無担保コールレート(オーバーナイト物)を、0.1%前後で推移するよう促す。
2.わが国の景気は、海外経済の改善を起点として、緩やかに回復しつつある。すな
わち、新興国経済の高成長や世界的な情報関連財需要の拡大などを背景に、輸出や
生産は増加を続けている。企業収益や企業の業況感は引き続き改善しており、設備
投資は持ち直しに転じつつある。雇用・所得環境は引き続き厳しい状況にあるもの
の、その程度は幾分和らいでいる。そうしたもとで、個人消費は持ち直し基調を続
けている。公共投資は減少している。この間、金融環境をみると、緩和方向の動き
が続いている。物価面では、消費者物価(除く生鮮食品)の前年比は、経済全体の
需給が緩和状態にあるもとで下落しているが、基調的にみると下落幅は縮小を続け
ている。
3.先行きの中心的な見通しとしては、わが国経済は、回復傾向を辿るとみられる。
物価面では、中長期的な予想物価上昇率が安定的に推移するとの想定のもと、マク
ロ的な需給バランスが徐々に改善することなどから、消費者物価(除く生鮮食品)
の前年比は、下落幅が縮小していくと考えられる。
4.4月の「展望レポート」で示した見通しと比べると、成長率は、新興国の一段の
高成長などを背景に2010 年度は上振れるが、2011 年度については概ね見通しに沿っ
て推移すると予想される。

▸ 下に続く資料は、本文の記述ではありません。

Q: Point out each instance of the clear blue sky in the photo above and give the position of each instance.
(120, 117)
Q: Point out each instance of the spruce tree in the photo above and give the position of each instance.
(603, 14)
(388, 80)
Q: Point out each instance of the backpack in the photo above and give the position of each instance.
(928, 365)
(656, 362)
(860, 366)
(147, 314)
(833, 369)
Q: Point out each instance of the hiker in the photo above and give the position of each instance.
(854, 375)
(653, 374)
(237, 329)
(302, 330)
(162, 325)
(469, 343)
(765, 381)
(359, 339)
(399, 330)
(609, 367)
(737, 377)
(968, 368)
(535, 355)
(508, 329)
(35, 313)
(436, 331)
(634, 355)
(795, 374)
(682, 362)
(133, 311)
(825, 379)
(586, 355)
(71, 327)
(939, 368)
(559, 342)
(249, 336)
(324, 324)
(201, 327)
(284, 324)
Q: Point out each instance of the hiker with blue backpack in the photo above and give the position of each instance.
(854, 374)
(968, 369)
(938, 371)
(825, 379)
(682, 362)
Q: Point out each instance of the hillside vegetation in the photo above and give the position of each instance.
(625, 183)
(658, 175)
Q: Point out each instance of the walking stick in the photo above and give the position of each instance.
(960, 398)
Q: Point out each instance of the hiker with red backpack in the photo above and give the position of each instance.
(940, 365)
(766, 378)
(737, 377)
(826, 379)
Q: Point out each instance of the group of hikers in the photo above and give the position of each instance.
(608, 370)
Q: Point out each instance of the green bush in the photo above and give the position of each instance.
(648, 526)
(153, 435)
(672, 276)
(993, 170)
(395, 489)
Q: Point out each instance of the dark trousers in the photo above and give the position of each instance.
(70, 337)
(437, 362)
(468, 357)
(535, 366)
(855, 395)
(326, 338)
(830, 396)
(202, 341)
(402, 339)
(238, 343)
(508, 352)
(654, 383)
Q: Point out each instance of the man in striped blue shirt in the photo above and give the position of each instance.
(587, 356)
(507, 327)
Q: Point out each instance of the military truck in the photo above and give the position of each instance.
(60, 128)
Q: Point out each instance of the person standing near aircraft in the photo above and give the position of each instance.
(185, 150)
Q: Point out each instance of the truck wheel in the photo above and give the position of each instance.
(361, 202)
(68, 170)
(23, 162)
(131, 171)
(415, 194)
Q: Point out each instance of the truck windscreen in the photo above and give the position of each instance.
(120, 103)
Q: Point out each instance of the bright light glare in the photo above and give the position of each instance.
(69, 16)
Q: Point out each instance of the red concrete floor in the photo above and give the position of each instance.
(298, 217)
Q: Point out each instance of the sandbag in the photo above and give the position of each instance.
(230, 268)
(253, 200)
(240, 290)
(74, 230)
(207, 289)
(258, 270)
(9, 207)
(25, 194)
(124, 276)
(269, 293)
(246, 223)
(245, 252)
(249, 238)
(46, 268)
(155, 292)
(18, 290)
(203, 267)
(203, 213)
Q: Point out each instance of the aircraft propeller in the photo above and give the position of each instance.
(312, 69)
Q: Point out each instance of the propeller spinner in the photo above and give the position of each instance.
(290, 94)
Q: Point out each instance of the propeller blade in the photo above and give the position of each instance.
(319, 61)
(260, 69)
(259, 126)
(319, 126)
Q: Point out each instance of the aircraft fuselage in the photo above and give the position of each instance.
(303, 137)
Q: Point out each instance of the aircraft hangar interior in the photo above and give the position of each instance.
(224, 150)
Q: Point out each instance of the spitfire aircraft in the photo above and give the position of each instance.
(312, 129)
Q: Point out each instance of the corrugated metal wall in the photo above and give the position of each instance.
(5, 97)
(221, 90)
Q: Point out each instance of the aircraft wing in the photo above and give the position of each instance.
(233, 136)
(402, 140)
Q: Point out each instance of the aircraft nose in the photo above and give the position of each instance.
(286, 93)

物価については、国内企業物価・消費者物価(除く生鮮
食品)とも、概ね見通しに沿って推移するものと予想される。
要すれば、2010年度の実質GDP成長率見通しを4月の+1.8%から+2.6%に引き上げた。2011年度については、4月の見通しの2.0%から1.9%にやや下方修正している。
5.リスク要因をみると、景気については、新興国・資源国の経済の更なる強まりな
ど上振れ要因がある。一方で、国際金融面での動きなど下振れリスクもある。この
2点、一部欧州諸国における財政・金融状況を巡る動きが、国際金融や世界経済に与
える影響に注意する必要がある。物価面では、新興国・資源国の高成長を背景とし
た資源価格の上昇によって、わが国の物価が上振れる可能性がある一方、中長期的
な予想物価上昇率の低下などにより、物価上昇率が下振れるリスクもある。
6.日本銀行は、日本経済がデフレから脱却し、物価安定のもとでの持続的成長経路
に復帰することがきわめて重要な課題であると認識している。そのために、中央銀
行としての貢献を粘り強く続けていく方針である。金融政策運営に当たっては、き
わめて緩和的な金融環境を維持していく考えである。